Today, there is no such thing as a “typical” household. And while the principles of budgeting and saving are universal, other financial considerations are vastly different for non-traditional households. In order to successfully plan for the future, the heads of these households should investigate all of the options available to them.

Single-parent households often face financial struggles, but there are other important financial matters at stake as well. For example, these parents often don’t enjoy the security of knowing who will take care of their children in the event of their untimely deaths. Estate planning is even more important in these circumstances, and a financial administrator should be named for minor children. On the plus side, the formulas regarding financial aid for higher education often favor single-parent households, so children might have an easier time paying for college expenses.
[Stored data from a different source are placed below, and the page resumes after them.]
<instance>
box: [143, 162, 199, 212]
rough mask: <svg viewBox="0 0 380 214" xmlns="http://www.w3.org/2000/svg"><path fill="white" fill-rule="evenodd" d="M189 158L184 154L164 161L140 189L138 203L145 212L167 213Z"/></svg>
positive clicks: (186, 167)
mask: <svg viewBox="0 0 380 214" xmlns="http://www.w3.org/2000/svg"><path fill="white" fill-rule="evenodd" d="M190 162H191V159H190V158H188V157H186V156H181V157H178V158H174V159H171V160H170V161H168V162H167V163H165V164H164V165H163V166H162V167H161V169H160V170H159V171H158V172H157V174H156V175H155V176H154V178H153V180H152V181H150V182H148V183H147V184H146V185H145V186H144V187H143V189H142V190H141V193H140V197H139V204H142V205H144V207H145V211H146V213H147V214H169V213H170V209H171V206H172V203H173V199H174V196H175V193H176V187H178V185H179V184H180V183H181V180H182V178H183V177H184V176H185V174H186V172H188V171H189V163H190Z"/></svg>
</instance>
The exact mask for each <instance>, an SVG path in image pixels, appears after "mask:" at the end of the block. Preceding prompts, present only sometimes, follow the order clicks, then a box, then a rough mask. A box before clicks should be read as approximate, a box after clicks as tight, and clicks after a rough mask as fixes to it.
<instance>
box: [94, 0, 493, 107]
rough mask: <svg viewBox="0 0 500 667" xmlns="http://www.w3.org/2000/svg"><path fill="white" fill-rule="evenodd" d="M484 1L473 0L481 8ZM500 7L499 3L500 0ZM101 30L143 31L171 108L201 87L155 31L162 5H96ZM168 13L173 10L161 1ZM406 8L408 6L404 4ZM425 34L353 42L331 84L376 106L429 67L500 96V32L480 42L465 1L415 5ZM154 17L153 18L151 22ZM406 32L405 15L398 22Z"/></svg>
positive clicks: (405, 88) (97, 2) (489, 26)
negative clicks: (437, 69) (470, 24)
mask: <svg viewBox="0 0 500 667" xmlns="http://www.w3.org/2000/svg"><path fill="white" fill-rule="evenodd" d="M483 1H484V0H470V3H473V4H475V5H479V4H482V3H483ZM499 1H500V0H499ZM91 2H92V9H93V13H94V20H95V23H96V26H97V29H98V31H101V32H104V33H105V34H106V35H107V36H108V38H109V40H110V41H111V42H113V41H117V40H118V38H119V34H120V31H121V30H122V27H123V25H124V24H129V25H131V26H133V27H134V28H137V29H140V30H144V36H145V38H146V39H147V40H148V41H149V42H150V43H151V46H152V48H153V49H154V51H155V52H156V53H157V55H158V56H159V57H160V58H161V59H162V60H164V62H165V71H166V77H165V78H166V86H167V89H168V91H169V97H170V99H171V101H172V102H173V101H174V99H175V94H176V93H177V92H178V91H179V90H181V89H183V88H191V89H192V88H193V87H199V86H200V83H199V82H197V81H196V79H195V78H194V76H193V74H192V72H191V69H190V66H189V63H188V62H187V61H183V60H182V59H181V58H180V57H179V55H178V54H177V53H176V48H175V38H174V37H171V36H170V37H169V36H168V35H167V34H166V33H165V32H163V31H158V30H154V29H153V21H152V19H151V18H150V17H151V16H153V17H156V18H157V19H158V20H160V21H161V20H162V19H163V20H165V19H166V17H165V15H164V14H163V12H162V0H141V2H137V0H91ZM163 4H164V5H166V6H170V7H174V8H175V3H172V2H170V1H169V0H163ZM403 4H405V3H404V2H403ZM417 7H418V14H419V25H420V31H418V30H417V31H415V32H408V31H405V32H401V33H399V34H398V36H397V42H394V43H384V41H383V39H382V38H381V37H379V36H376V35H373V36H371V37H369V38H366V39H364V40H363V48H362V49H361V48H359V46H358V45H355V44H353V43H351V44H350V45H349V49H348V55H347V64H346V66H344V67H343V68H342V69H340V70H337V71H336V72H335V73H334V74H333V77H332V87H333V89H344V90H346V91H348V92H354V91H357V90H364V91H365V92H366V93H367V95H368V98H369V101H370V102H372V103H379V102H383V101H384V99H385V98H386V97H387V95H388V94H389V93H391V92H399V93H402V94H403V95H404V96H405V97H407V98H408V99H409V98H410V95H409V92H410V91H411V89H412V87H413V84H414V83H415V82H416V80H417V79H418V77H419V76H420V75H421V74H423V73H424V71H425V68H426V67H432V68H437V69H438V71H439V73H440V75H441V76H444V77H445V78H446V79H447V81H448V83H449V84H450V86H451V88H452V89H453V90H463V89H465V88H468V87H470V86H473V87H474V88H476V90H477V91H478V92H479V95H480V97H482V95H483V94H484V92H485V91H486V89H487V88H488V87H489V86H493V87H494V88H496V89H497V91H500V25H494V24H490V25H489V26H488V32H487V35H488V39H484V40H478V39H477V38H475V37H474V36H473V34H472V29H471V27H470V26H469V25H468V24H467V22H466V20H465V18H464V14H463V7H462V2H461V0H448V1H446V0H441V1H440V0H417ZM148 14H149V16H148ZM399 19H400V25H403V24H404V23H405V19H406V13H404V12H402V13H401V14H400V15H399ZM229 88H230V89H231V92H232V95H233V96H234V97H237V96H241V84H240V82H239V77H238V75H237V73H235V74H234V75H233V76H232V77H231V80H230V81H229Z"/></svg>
Many couples now choose to co-habitate, rather than getting legally married. But without the legal protection of marriage, a partner will not be automatically appointed as executor of the estate, nor will they be granted the legal power to make medical decisions if the other partner becomes incapacitated. These couples must take special measures to ensure that their final wishes are granted, and that their assets are transferred as they intend. Before purchasing a home or other property together, couples should seek legal and financial counsel, and specifically outline an agreed-upon course of action in the event of a separation.

In 1970, 17 percent of households consisted of a single person living alone without a partner or children. In 2012, that number had climbed to 27 percent. Without children, these older singles might be able to save more for retirement. On the other hand, they don’t have a spouse or partner with whom to share expenses, and they might retire on a single person’s Social Security benefits rather than the benefits granted to married couples.

Since your family structure heavily impacts your financial future, all households would benefit from one-on-one financial planning services. This is the best way to tailor your saving and investing decisions to meet your future needs.